If you want to ensure that only one test fails whenever the behaviour changes,
then you will have to break up your code so that you have access to just the
functionality that you need.

What you will discover is that you are doing _white box testing_ and not
_black box testing_. Because you actually want to see what the implementation
is doing. The best analogy I've heard of is that it's like putting watch
points in a debugger. Then when the code is running, you can inspect the state
of the code to see what it's doing.

This is where the real kicker is: it forces you to expose state rather than
hide it.

And I'll leave that in a paragraph by itself, because the implications are
huge for design. Quite frequently we choose to abstract away state. Sometimes
it is not even measurable. "As long as my function returns the correct value
(no matter how complicated it is to generate), there is no need to see the
inner workings. In fact I don't _want_ to see the inner workings because it
will add complexity to the system. I want a simple API and I'll push all the
complexity inside it". This is the antithesis of TDD, because then we can't
inspect the running state of the system and pinpoint where behaviour changes
(except in really large chunks).

Obviously, there are lots of really good advantages to abstraction and
encapsulation. However, there are ways of providing that while exposing state
(at every level) at the same time. Essentially, you are forced to create a
many layered system and you are forced to think hard about those layers
because...

There is another important result of TDD (or at least of the TDD I describe
above). I mentioned that you have to be able to see at a glance the contexts
that you are creating when you are writing the test. This means that it must
simple (and concise) to create the collaborators that you need to create that
context. This, in turn, means that you have to reduce the complexity of the
inter-dependencies of collaborators and you especially need to be able
construct the dependencies clearly. Things like global variables and
singletons become big liabilities in this kind of environment.

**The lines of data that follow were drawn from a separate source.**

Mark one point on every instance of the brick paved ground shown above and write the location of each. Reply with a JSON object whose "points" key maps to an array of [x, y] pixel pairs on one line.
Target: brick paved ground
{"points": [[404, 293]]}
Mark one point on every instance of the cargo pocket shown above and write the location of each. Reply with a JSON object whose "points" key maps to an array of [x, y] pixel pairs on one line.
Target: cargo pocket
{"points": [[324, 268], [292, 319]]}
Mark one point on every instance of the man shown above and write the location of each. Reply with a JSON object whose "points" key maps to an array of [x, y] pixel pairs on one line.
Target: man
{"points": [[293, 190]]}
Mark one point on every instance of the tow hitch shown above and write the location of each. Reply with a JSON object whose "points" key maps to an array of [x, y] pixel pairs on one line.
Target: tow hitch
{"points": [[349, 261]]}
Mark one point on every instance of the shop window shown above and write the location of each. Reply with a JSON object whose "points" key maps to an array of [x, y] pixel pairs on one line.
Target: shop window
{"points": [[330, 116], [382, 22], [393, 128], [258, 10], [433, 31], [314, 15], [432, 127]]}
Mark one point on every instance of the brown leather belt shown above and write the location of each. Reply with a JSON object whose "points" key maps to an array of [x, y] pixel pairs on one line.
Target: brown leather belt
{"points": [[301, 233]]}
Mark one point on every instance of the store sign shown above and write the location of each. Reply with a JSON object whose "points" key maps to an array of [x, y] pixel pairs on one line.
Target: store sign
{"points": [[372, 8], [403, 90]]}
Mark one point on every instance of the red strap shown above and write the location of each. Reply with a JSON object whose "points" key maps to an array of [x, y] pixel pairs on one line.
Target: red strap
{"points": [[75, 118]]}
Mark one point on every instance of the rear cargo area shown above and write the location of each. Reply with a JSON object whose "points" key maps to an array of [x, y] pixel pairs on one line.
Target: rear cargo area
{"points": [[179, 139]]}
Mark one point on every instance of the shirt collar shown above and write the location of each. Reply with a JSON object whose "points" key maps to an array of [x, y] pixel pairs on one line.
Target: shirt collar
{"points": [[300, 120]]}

The result of all of this is that you need to have collaborators with simple
dependencies (low coupling), you need to have many layers, where the state of
the system is always expressible, and you need to have simple interfaces on
your systems.

The most important thing to understand is that TDD does _not_ design your code
for you. Of course, you need to do that yourself. Rather it provides a series
of constraints (as a result of always being informed of the behaviour of the
system at all levels), which enforces certain good qualities in the resultant
design.

Having said all that, I know many people who do not like designs that follow
the constraints that TDD enforces. They prefer to have larger, more
complicated interfaces. They prefer to have APIs that hide the inner behaviour
and make it impossible to examine the state of the code (without actually
running it in a debugger). This is clearly a choice. However, I'm bumping up
to about 20 years of doing it the TDD way and my experience has been that a
system designed in that fashion is more flexible, easier to read and reason
about, and considerably easier to work with. As always YMMV.

I hope that provided some insight into a different way to look at TDD.